Robot 6

Nathan Cosby and the fine art of the recap page

From Thor: The Mighty Avenger #4

Fans of Marvel comics, and the creation process, would do well to follow the Tumblr blog of editor Nathan Cosby, which, in addition to dog photos, boasts brief interviews with the likes of Fred Van Lente, Brian Clevinger and Kurt Busiek, and this: a look at Cosby’s approach to crafting a recap page, using Thor: the Mighty Avenger #4 as a sterling example.

“I like giving a new reader a sporting chance at understanding what they’re about to read,” he writes. “Lil’ context & a few character names never hurt nobody. But I hate. Hate. HATE dry, text-heavy recaps with no art. When your recap’s so boring that a reader would rather skip it than know what’s happened previously, then your recap has no purpose. Might as well have an ad to start the book.”


3 Comments

I really can’t stress enough how happy I am to see Thor: The Mighty Avenger get coverage. I hope it helps get readers interested in the book, so it can have a long run.

I love the way the re-cap page is handled in Thor The Mighty Avenger. Then again I just love Thor The Mighty Avenger.
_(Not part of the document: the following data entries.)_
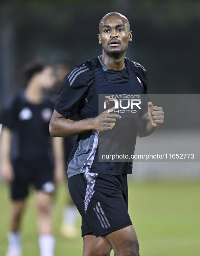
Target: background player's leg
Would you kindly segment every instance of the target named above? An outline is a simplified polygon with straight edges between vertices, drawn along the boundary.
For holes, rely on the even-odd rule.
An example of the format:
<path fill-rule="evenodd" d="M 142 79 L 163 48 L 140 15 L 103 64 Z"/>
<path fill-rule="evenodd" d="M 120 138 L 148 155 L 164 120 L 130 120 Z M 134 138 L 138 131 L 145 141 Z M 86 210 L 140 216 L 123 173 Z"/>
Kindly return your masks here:
<path fill-rule="evenodd" d="M 63 210 L 61 231 L 63 235 L 68 238 L 74 238 L 78 235 L 76 226 L 79 212 L 70 195 Z"/>
<path fill-rule="evenodd" d="M 113 232 L 105 239 L 113 248 L 115 256 L 139 256 L 139 244 L 133 225 Z"/>
<path fill-rule="evenodd" d="M 10 231 L 8 234 L 8 247 L 6 256 L 20 256 L 22 253 L 21 220 L 26 203 L 25 199 L 13 200 L 10 217 Z"/>
<path fill-rule="evenodd" d="M 83 256 L 109 256 L 112 247 L 102 237 L 86 235 L 83 237 Z"/>
<path fill-rule="evenodd" d="M 55 239 L 52 235 L 52 200 L 51 194 L 38 191 L 36 193 L 41 256 L 54 255 Z"/>

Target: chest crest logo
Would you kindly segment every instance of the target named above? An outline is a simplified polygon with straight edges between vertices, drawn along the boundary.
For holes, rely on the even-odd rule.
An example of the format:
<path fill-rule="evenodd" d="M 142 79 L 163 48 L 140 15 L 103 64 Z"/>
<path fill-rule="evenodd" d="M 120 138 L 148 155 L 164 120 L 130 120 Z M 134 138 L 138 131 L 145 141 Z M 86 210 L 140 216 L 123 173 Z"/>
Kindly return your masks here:
<path fill-rule="evenodd" d="M 41 116 L 45 122 L 50 122 L 51 118 L 53 112 L 51 109 L 45 108 L 42 110 L 41 112 Z"/>
<path fill-rule="evenodd" d="M 19 119 L 21 121 L 25 120 L 29 120 L 32 117 L 32 113 L 30 109 L 27 107 L 24 108 L 19 112 Z"/>
<path fill-rule="evenodd" d="M 137 78 L 137 80 L 139 81 L 139 82 L 140 83 L 140 86 L 142 86 L 142 83 L 141 81 L 140 81 L 140 79 L 139 78 L 139 77 L 138 77 L 137 76 L 136 77 Z"/>

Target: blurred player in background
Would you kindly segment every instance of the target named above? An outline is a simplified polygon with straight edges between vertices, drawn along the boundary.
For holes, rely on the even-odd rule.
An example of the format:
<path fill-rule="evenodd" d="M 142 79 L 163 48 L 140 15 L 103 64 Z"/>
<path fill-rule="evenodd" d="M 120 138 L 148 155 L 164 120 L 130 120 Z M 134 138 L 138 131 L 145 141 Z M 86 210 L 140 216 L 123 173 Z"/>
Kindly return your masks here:
<path fill-rule="evenodd" d="M 40 255 L 53 256 L 52 196 L 54 181 L 64 179 L 64 165 L 62 140 L 52 140 L 48 131 L 53 105 L 45 93 L 56 78 L 52 67 L 38 61 L 27 65 L 24 74 L 28 80 L 26 89 L 14 97 L 0 122 L 1 175 L 10 183 L 12 199 L 6 255 L 22 255 L 21 219 L 32 183 L 36 190 Z"/>
<path fill-rule="evenodd" d="M 72 65 L 70 65 L 69 63 L 64 62 L 61 62 L 55 65 L 54 70 L 57 78 L 57 82 L 51 89 L 50 94 L 50 98 L 54 103 L 57 99 L 63 79 L 70 71 L 72 66 Z M 79 116 L 76 114 L 74 116 L 70 117 L 70 119 L 74 121 L 79 120 Z M 77 135 L 64 138 L 64 158 L 66 166 L 77 138 Z M 69 199 L 63 210 L 61 232 L 65 237 L 73 238 L 77 236 L 78 234 L 76 224 L 79 212 L 69 193 L 68 188 L 67 193 L 69 194 Z"/>

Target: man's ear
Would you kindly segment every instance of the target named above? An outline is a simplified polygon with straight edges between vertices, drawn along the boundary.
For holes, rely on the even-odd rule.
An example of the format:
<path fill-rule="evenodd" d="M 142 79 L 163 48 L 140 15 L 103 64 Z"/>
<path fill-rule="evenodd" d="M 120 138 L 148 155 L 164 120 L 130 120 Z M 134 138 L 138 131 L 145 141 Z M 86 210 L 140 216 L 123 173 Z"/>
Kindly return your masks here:
<path fill-rule="evenodd" d="M 101 39 L 101 34 L 98 34 L 98 43 L 100 44 L 102 43 L 102 40 Z"/>
<path fill-rule="evenodd" d="M 132 41 L 132 31 L 131 30 L 130 30 L 129 32 L 129 41 Z"/>

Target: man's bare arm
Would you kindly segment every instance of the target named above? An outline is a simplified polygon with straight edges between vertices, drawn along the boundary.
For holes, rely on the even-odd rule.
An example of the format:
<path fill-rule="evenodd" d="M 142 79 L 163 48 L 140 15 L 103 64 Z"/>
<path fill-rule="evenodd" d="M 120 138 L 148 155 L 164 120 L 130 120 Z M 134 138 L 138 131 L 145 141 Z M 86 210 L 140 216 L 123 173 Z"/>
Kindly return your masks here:
<path fill-rule="evenodd" d="M 113 110 L 114 108 L 110 109 Z M 104 131 L 110 129 L 111 124 L 115 123 L 119 115 L 106 110 L 95 118 L 73 121 L 67 119 L 54 110 L 49 124 L 49 132 L 53 137 L 70 137 L 94 130 Z"/>
<path fill-rule="evenodd" d="M 14 178 L 14 172 L 10 160 L 12 132 L 10 129 L 3 126 L 1 135 L 1 176 L 5 181 L 10 181 Z"/>
<path fill-rule="evenodd" d="M 140 118 L 137 135 L 142 137 L 152 134 L 164 122 L 164 112 L 160 107 L 153 107 L 151 102 L 148 103 L 148 112 Z"/>

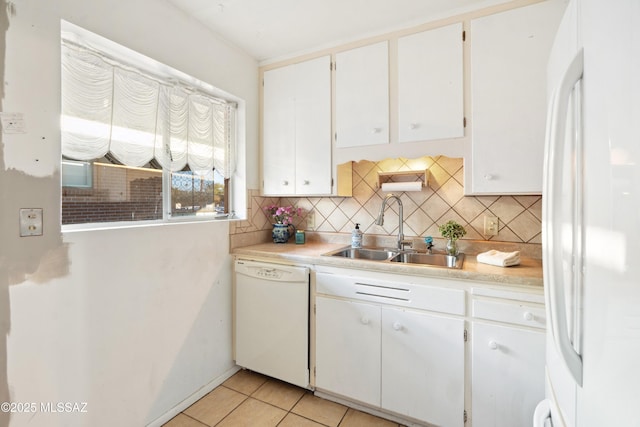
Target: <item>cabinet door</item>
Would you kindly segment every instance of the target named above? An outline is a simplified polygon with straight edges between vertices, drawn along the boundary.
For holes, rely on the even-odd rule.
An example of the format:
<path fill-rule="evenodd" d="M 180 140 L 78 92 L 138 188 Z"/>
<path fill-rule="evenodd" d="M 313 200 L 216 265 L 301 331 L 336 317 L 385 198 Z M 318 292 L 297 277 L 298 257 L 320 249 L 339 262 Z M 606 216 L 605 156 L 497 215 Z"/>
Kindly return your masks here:
<path fill-rule="evenodd" d="M 296 194 L 331 194 L 331 58 L 297 64 Z"/>
<path fill-rule="evenodd" d="M 336 54 L 336 146 L 389 143 L 388 42 Z"/>
<path fill-rule="evenodd" d="M 531 425 L 544 399 L 544 331 L 474 322 L 471 342 L 473 426 Z"/>
<path fill-rule="evenodd" d="M 264 194 L 295 192 L 295 66 L 264 73 L 262 179 Z"/>
<path fill-rule="evenodd" d="M 316 298 L 316 387 L 380 406 L 380 307 Z"/>
<path fill-rule="evenodd" d="M 464 425 L 464 320 L 382 309 L 382 407 Z"/>
<path fill-rule="evenodd" d="M 471 21 L 473 194 L 540 194 L 546 67 L 566 3 Z"/>
<path fill-rule="evenodd" d="M 400 142 L 464 136 L 462 24 L 398 39 Z"/>

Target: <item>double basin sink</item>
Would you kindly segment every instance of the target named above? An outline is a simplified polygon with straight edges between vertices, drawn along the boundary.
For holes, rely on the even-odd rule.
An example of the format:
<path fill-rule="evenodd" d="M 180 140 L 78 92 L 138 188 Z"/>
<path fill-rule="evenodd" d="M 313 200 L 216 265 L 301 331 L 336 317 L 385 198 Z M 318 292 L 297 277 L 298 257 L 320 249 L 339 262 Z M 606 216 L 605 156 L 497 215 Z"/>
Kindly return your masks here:
<path fill-rule="evenodd" d="M 431 267 L 462 268 L 464 254 L 451 256 L 387 248 L 342 248 L 324 254 L 325 256 L 361 259 L 379 262 L 418 264 Z"/>

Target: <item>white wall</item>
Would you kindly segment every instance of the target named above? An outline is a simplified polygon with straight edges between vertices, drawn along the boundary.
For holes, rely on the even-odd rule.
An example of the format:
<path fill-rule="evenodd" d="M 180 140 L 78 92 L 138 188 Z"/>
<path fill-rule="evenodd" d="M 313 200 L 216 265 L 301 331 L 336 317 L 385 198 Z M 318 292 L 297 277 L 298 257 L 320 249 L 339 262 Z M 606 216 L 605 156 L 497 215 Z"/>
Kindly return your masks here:
<path fill-rule="evenodd" d="M 26 133 L 0 135 L 0 402 L 88 412 L 0 425 L 148 424 L 233 368 L 228 224 L 61 232 L 60 19 L 242 98 L 249 188 L 257 63 L 163 0 L 4 3 L 0 111 L 23 113 Z M 43 236 L 19 237 L 21 207 L 44 209 Z"/>

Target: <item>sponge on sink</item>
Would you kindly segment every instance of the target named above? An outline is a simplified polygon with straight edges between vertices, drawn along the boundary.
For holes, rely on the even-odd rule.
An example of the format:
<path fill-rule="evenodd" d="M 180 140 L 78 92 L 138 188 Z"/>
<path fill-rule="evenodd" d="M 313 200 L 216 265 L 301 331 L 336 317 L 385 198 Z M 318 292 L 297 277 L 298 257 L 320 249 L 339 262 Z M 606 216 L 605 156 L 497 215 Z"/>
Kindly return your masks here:
<path fill-rule="evenodd" d="M 491 250 L 478 254 L 478 262 L 483 264 L 497 265 L 498 267 L 510 267 L 520 264 L 520 251 L 500 252 Z"/>

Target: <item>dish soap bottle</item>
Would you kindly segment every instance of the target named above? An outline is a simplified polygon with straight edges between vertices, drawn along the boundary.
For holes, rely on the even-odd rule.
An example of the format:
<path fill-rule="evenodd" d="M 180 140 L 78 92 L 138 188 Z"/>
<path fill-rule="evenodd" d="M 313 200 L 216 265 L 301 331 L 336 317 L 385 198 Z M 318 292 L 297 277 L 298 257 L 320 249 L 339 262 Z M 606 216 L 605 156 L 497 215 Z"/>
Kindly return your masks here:
<path fill-rule="evenodd" d="M 356 223 L 356 228 L 351 232 L 351 247 L 352 248 L 361 248 L 362 247 L 362 230 L 360 230 L 360 224 Z"/>

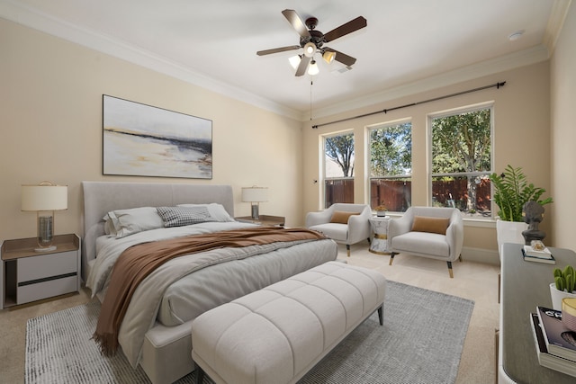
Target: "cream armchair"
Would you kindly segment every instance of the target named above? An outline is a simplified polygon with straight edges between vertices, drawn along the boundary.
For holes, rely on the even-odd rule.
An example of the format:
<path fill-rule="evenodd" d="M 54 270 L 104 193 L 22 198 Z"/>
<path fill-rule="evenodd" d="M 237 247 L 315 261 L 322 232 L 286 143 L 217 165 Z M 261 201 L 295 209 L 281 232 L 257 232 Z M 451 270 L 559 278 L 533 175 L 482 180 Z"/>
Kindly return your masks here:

There are several old comic book features that have stopped being used for no particular reason that I can see. Recap pages are only one of them. They have forgotten the old maxim “every comic is somebody’s first.” OK, so they shouldn’t be text pages or reprinted art, but name dropping and expositional dialogue can’t be that hard to insert in?

Other stuff I miss:
- Thought balloons: Why is it we never see what the characters are thinking anymore? You’d think that would be a key factor to understanding their points of view. Maybe to allow more of the art to be seen?
-Text boxes: the kind that explain things, or even the ones that reference other comics “*As seen in issue # X!” You’d think that promoting their other comics would also be a prority for any company. Maybe again to show off more of the art?
-Sound effects. OK, these carried a silly stigma from the silver age where they were ridiculous and huge. BAM! POW!! Still, without them, the action just looks… still to me. Silent. Like I’m watching a picture of a fight scene rather than imagining it’s taking place. I guess they just want to… you get it.